Wondered if anyone would be interested in making a project for me. I have an old ship's wheel and I want it to open a mag lock when turned in the correct sequence (eg. left half a turn, right a full turn, left 1.5 turns).
I have the wheel so if someone could write the code and walk me through the wiring step by step I might be able to do it. Alternatively if someone wanted to do the whole project and send it to me (UK) that would be great. I've no idea what these things cost but am happy to pay the going rate.
What modifications are you willing to make to the wheel?
Adding an encoder to the shaft would be necessary to know where the wheel is. That can either be a relative encoder or an absolute encoder.
A relative encoder will tell you how much the wheel has moved, but will have no way of knowing where 0 is.
An absolute encoder will know where 0 is.
Seems like a no-brainer as to which to choose, until you look at prices. A relative encoder can be had for a few $. An absolute encoder will be a couple of orders of magnitude more.
If the Arduino that the encoder is connected to is always powered, or the absolute position doesn't matter, a relative encoder will be fine.
You'd need to firm up the requirements some. Does the wheel have to be moved a certain amount in each direction within some time frame? Does moving the wheel too far reset things? What tolerance is there on the amount of the turn? That will have two effects - one on the kind of encoder (cheap --> expensive) and one on the code. The higher the accuracy requirements, the more expensive the encoder needed, and the more important to provide feedback (which is why safe dials have numbers on them).
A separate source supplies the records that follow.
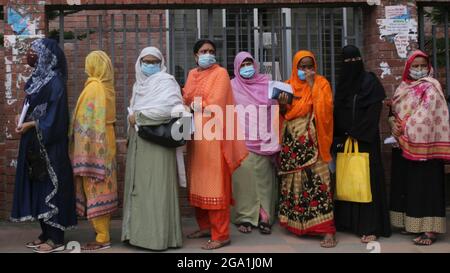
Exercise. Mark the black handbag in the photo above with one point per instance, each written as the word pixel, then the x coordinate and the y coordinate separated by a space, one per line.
pixel 37 167
pixel 162 134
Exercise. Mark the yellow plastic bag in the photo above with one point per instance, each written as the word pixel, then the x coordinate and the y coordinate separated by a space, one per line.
pixel 353 174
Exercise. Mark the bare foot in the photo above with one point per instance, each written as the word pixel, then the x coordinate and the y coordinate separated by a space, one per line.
pixel 328 241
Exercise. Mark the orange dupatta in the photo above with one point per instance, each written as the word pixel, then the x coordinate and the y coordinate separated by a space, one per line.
pixel 212 162
pixel 320 99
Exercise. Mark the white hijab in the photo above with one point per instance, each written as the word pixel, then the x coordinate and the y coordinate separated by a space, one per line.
pixel 155 96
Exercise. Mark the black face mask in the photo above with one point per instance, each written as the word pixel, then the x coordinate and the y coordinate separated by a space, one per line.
pixel 32 59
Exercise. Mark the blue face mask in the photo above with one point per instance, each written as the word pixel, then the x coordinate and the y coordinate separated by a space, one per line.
pixel 247 71
pixel 150 69
pixel 206 60
pixel 301 75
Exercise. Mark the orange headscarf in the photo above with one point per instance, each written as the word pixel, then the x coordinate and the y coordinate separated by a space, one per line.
pixel 319 100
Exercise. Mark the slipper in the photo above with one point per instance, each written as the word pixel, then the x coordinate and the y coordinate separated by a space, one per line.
pixel 365 239
pixel 404 232
pixel 328 242
pixel 420 240
pixel 53 247
pixel 34 244
pixel 95 246
pixel 199 234
pixel 264 228
pixel 212 244
pixel 247 226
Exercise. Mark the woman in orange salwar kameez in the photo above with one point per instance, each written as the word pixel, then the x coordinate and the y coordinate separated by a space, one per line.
pixel 211 162
pixel 306 202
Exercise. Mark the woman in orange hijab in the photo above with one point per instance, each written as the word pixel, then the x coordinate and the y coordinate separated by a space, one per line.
pixel 306 202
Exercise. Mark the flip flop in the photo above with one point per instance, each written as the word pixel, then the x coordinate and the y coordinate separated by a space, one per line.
pixel 264 228
pixel 95 246
pixel 199 234
pixel 209 245
pixel 423 237
pixel 246 226
pixel 34 244
pixel 329 242
pixel 53 247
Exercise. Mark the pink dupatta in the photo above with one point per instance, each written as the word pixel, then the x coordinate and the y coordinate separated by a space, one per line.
pixel 421 108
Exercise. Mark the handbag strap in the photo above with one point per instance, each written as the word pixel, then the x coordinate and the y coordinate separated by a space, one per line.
pixel 351 145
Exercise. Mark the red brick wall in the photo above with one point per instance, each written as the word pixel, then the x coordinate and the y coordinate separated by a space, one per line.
pixel 375 51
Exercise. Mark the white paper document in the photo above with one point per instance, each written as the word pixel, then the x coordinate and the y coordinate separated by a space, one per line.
pixel 285 87
pixel 23 114
pixel 390 140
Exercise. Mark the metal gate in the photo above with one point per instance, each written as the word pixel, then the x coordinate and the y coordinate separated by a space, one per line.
pixel 272 35
pixel 434 39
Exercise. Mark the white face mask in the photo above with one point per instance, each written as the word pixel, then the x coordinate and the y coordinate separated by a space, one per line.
pixel 418 74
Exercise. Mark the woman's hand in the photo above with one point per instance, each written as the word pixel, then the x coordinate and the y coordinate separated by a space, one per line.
pixel 132 119
pixel 283 98
pixel 396 128
pixel 25 127
pixel 310 77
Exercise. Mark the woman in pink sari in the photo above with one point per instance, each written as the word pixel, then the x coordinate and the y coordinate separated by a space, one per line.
pixel 255 181
pixel 420 122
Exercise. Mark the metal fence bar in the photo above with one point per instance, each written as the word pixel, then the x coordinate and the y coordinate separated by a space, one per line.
pixel 447 54
pixel 344 39
pixel 225 47
pixel 272 34
pixel 172 42
pixel 333 68
pixel 236 32
pixel 249 40
pixel 284 44
pixel 319 35
pixel 76 61
pixel 160 31
pixel 433 34
pixel 210 24
pixel 421 27
pixel 125 67
pixel 88 35
pixel 100 31
pixel 261 47
pixel 308 31
pixel 149 32
pixel 356 13
pixel 112 34
pixel 136 35
pixel 185 46
pixel 61 28
pixel 297 32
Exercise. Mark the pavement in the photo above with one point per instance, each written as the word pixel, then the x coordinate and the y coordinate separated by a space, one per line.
pixel 13 236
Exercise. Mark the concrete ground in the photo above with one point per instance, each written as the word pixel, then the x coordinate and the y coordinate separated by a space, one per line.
pixel 14 235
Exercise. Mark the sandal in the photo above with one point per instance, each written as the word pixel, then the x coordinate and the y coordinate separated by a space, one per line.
pixel 212 244
pixel 95 246
pixel 199 234
pixel 49 247
pixel 34 244
pixel 245 227
pixel 425 239
pixel 365 239
pixel 328 241
pixel 264 228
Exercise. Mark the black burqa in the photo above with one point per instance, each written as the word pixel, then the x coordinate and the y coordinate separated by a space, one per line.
pixel 358 103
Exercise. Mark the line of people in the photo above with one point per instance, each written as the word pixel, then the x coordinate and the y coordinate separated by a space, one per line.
pixel 67 168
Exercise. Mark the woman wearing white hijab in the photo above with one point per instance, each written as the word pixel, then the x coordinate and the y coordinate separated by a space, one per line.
pixel 151 217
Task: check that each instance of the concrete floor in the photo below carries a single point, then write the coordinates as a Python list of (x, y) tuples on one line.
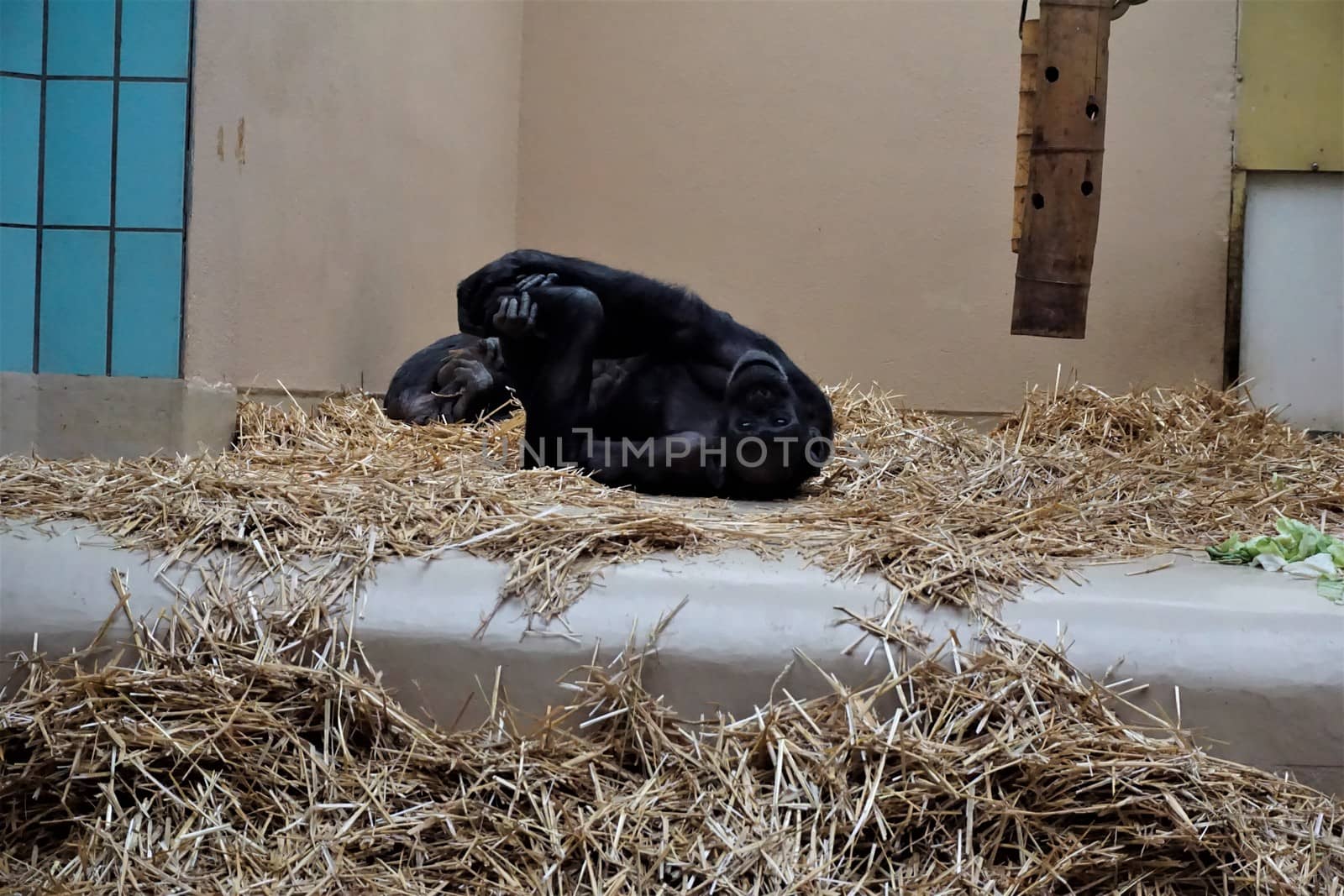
[(1257, 658)]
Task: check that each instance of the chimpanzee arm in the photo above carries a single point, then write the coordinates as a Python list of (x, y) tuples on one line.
[(679, 464), (643, 316)]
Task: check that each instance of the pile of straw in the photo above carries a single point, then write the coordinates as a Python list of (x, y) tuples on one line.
[(942, 512), (246, 747)]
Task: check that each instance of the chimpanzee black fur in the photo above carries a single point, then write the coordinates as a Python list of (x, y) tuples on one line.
[(691, 402), (454, 379)]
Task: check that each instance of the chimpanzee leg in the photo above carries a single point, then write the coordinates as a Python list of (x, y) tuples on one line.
[(548, 336)]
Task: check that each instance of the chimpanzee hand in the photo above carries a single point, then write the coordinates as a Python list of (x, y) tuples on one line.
[(460, 382), (515, 315)]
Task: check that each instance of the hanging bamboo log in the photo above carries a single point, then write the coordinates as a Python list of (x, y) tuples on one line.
[(1063, 184), (1026, 113)]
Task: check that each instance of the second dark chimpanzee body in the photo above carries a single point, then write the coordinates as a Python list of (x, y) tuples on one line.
[(690, 401)]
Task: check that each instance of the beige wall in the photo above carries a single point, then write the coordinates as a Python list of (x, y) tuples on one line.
[(381, 161), (840, 175), (835, 174)]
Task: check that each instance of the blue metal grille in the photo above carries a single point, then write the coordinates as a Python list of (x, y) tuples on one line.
[(94, 184)]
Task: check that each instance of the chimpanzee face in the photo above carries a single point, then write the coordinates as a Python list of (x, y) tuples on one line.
[(765, 436)]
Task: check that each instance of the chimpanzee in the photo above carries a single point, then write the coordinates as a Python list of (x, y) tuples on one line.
[(464, 378), (692, 402), (456, 378)]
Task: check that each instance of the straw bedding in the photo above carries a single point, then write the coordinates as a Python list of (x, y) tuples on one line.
[(940, 511), (244, 745), (249, 750)]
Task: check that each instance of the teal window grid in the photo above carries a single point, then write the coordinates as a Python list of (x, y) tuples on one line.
[(94, 184)]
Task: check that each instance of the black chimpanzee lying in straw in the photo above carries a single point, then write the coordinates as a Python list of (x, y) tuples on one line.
[(638, 382)]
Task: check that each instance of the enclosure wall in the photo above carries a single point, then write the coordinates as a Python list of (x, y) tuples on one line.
[(351, 160), (840, 175)]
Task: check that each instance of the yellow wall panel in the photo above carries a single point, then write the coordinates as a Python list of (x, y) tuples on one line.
[(1290, 103)]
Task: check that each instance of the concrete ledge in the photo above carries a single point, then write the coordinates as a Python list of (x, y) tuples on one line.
[(113, 417), (1258, 658)]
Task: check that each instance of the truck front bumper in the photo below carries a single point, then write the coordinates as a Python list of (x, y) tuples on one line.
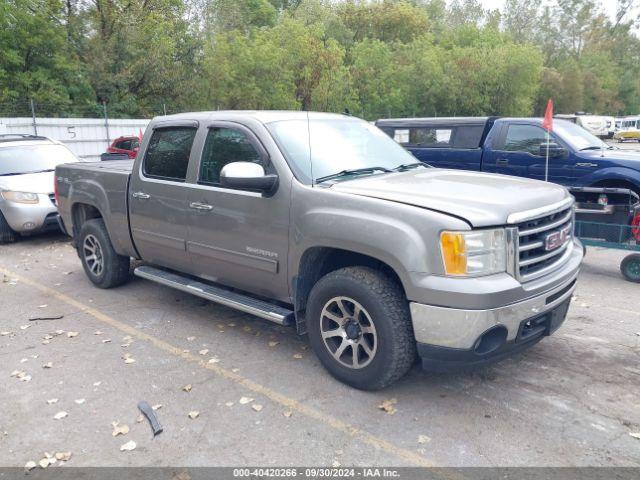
[(25, 218), (449, 338)]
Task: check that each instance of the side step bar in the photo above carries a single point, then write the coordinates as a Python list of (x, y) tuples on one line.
[(239, 301)]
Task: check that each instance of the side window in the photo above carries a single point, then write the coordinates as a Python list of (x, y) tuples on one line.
[(430, 137), (524, 138), (222, 146), (167, 155)]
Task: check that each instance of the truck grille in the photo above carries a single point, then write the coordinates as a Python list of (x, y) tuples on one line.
[(544, 243)]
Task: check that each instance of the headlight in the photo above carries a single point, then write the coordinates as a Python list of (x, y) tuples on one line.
[(474, 253), (20, 197)]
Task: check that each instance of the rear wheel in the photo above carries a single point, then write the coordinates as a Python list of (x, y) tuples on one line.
[(104, 267), (630, 267), (360, 327), (7, 235)]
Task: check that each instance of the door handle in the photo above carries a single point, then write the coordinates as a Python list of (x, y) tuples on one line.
[(201, 206)]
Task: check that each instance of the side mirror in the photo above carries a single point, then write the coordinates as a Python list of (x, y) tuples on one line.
[(555, 150), (248, 176)]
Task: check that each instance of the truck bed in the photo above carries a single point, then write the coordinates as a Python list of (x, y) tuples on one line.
[(100, 185)]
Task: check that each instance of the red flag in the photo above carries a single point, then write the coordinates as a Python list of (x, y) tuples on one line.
[(547, 123)]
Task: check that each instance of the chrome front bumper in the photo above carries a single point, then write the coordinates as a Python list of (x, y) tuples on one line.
[(25, 218), (461, 329)]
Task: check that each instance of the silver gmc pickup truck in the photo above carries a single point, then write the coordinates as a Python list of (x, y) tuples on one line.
[(324, 223)]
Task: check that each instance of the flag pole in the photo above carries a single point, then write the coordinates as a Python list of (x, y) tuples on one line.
[(546, 163)]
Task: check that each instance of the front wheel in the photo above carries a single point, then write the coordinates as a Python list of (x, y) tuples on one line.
[(630, 267), (104, 267), (360, 328)]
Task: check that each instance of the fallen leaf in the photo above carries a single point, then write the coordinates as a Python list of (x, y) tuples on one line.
[(119, 429), (63, 456), (127, 447), (388, 406)]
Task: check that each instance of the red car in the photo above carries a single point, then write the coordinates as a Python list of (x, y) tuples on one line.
[(128, 145)]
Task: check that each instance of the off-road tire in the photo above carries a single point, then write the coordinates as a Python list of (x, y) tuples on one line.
[(385, 303), (7, 235), (115, 268)]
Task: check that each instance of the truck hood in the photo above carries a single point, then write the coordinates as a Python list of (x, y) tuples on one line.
[(30, 182), (481, 199)]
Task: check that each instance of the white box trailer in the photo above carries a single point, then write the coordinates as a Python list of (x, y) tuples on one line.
[(86, 137)]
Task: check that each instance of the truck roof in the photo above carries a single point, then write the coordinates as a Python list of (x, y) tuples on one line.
[(263, 116)]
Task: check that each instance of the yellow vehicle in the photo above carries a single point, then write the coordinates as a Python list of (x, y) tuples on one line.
[(629, 129)]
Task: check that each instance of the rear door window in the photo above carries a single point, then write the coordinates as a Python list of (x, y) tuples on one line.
[(524, 138), (167, 155)]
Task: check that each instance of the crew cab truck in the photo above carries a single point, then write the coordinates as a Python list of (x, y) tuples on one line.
[(517, 146), (322, 222)]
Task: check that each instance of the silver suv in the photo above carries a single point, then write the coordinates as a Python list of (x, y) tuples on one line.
[(27, 200)]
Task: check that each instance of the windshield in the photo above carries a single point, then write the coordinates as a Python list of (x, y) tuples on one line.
[(576, 136), (318, 148), (33, 158)]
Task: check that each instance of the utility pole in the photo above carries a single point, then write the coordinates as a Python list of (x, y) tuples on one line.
[(106, 121), (33, 117)]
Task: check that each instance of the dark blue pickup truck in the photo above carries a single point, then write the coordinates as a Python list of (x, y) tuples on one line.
[(517, 146)]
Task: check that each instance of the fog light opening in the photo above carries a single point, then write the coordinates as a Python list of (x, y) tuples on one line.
[(490, 340)]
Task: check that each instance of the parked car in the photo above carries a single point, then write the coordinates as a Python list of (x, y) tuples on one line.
[(322, 222), (517, 146), (27, 201), (128, 145), (629, 129)]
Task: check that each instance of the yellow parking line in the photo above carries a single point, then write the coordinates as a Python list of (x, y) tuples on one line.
[(290, 403)]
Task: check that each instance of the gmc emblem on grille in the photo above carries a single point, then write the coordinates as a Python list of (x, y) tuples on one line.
[(556, 239)]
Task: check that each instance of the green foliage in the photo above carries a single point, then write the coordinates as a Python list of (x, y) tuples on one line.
[(377, 58)]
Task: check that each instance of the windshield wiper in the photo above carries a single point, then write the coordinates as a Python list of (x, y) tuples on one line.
[(409, 166), (352, 171)]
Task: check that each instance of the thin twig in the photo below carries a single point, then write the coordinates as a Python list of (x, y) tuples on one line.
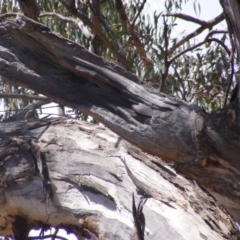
[(71, 8), (230, 78), (23, 96), (198, 45), (6, 15), (135, 38), (139, 12), (166, 62), (84, 30), (98, 14), (46, 236), (187, 18), (199, 30)]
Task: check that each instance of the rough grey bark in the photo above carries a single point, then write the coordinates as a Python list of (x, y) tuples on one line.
[(93, 174), (203, 147)]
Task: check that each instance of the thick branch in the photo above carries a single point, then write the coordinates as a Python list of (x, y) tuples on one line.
[(199, 145), (94, 173)]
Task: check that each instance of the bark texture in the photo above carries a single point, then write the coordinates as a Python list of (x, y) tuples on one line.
[(93, 174), (203, 147)]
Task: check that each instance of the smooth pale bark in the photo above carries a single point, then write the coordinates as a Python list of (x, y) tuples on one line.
[(93, 174), (204, 147)]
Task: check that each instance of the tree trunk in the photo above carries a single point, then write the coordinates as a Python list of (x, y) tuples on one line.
[(93, 174)]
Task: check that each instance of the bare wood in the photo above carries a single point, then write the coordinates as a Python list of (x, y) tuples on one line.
[(203, 147), (93, 174)]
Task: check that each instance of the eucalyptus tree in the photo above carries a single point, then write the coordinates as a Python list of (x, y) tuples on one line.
[(90, 181)]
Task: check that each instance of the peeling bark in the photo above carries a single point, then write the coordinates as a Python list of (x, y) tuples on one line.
[(93, 174), (203, 147)]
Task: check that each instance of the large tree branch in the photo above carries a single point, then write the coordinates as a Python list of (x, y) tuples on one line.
[(200, 145), (93, 175)]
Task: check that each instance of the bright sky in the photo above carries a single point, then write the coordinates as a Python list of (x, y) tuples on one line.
[(209, 10)]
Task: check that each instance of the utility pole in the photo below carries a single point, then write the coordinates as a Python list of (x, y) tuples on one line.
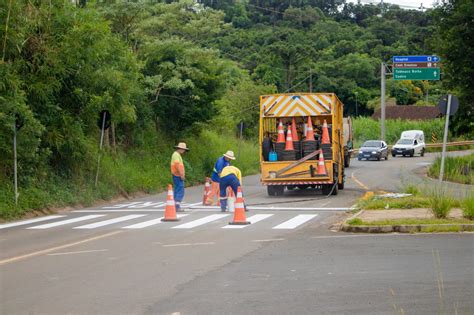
[(382, 102)]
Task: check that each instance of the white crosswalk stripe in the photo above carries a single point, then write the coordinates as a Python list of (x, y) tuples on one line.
[(64, 222), (25, 222), (295, 222), (201, 221), (148, 223), (111, 221), (253, 219)]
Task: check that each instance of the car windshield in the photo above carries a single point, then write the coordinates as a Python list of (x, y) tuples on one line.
[(405, 141), (372, 144)]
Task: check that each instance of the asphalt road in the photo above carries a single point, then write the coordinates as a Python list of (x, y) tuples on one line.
[(119, 259)]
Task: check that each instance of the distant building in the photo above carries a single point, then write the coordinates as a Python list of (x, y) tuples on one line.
[(409, 112)]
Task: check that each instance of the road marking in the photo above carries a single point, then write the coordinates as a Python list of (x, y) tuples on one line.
[(295, 222), (25, 222), (270, 240), (148, 223), (111, 221), (52, 249), (253, 219), (188, 244), (64, 222), (201, 221), (361, 184), (118, 210), (79, 252)]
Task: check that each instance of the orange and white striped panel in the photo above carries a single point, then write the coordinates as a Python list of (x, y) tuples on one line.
[(296, 105)]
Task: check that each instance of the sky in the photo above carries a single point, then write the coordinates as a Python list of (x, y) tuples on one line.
[(410, 3)]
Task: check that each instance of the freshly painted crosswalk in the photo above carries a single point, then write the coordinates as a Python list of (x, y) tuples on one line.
[(296, 221), (64, 222), (111, 221), (191, 220)]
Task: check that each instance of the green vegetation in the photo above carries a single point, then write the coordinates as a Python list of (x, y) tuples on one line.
[(456, 169), (357, 221), (179, 70), (467, 207)]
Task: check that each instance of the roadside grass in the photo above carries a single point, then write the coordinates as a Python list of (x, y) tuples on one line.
[(428, 221), (456, 169), (124, 174), (467, 207)]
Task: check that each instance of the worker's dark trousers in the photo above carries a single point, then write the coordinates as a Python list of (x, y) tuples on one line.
[(227, 181)]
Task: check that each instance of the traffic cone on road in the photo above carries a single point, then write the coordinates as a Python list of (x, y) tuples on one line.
[(281, 133), (289, 141), (294, 132), (321, 165), (239, 213), (207, 191), (309, 131), (170, 210), (325, 136)]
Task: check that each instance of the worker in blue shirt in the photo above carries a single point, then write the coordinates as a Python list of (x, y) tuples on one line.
[(221, 162)]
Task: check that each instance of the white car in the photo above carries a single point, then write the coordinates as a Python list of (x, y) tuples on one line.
[(411, 142)]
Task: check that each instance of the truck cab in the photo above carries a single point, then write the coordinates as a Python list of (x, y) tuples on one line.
[(411, 142)]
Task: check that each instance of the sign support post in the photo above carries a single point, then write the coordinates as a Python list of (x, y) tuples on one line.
[(100, 148), (382, 102), (445, 139), (15, 169)]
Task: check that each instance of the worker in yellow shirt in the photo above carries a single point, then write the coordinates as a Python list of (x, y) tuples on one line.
[(230, 176), (177, 170)]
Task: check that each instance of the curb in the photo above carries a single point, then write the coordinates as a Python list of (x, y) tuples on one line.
[(408, 228)]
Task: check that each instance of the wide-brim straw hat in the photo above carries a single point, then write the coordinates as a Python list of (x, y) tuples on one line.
[(182, 145), (229, 155)]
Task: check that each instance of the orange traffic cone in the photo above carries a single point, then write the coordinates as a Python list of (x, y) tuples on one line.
[(170, 210), (309, 131), (294, 132), (289, 141), (281, 133), (239, 213), (321, 165), (207, 191), (325, 136)]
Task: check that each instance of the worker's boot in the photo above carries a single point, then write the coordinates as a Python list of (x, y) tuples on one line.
[(223, 205)]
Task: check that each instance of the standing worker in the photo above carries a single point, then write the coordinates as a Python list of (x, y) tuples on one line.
[(177, 170), (221, 162), (230, 177)]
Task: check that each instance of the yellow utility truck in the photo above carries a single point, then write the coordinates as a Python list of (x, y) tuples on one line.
[(301, 142)]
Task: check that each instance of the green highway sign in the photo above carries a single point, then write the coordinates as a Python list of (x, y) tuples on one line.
[(416, 74)]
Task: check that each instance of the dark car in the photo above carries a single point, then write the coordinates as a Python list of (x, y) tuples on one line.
[(373, 149)]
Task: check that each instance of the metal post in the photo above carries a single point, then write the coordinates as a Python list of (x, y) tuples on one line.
[(445, 139), (15, 164), (100, 149), (240, 141), (382, 102)]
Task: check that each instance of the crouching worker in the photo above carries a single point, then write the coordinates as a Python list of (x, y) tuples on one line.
[(229, 177)]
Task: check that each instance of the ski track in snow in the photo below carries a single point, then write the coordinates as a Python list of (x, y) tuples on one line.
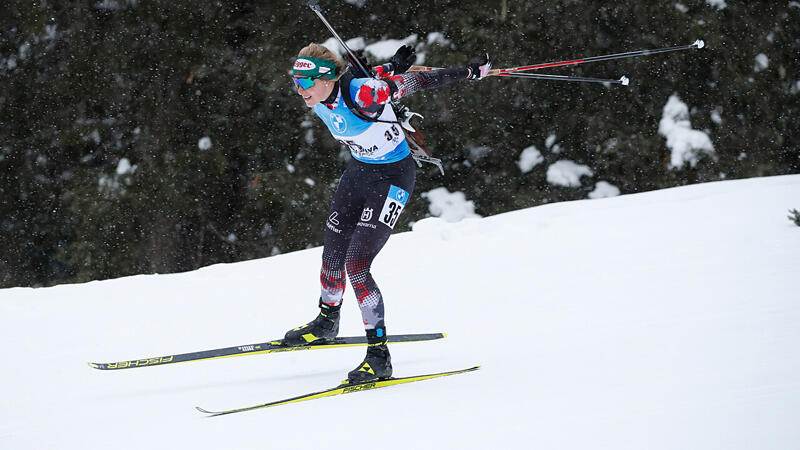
[(659, 320)]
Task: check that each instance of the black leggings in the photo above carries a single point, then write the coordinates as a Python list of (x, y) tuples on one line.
[(365, 208)]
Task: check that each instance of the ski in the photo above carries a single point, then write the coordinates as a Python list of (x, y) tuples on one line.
[(276, 346), (344, 388)]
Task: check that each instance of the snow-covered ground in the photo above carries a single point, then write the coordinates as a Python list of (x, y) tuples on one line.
[(663, 320)]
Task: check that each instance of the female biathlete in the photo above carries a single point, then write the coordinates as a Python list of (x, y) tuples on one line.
[(373, 189)]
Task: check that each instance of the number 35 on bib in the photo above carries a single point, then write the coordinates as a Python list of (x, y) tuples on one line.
[(395, 202)]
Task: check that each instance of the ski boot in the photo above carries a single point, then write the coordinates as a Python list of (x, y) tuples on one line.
[(323, 328), (377, 365)]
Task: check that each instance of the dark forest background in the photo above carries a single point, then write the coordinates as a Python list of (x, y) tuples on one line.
[(88, 86)]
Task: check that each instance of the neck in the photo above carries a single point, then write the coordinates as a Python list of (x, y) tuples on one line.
[(333, 94)]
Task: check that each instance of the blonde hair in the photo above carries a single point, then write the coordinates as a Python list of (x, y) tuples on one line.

If you are handy, you could build your own thingy to detect the position of the wheel - put some pins on the shaft to act as cams operating some microswitches.
Gray code for extra win. If you only care what quadrant the wheel is in, then two switches will be enough. Three will get you an octant.
The sketch would keep an array of the last N quadrants that it sensed the wheel in. When it senses that the wheel has moved to a new quadrant (with some debounce, of course), then everything gets shifted down by one and the new quadrant gets pushed onto the end of the array.
So if your code is "N, clockwise West, antiCW S, clockwise S, anti-CW N", then you record the quadrants that the wheel is in until the sequence matches
N E S W S W N E S E N
At which point - open.
as an alternative to this kind of absolute positioning with cams, you can use quadrature encoding to count the ticks and adopt the convention that if the wheel is motionless for more than 3 seconds, then whichever way it is now counts as being north. This is the same as using a relative rotary encoder.
Essentially, I'm suggesting that you can add cams and microswitches to the wheel shaft to build your own rotary encoder.
If you don't want to hack up the wheel, then perhaps use a rotary encoder with a wheel on the end, and rig that wheel up to run against the shaft with a spring to keep it in good contact.
Given the OPs suggested combination style - lefts and rights in different sizes, a relative encoder seems simplest. Assume that after some number of seconds of inaction (ten?) that the system is reset. Then look for movement and check against the combination.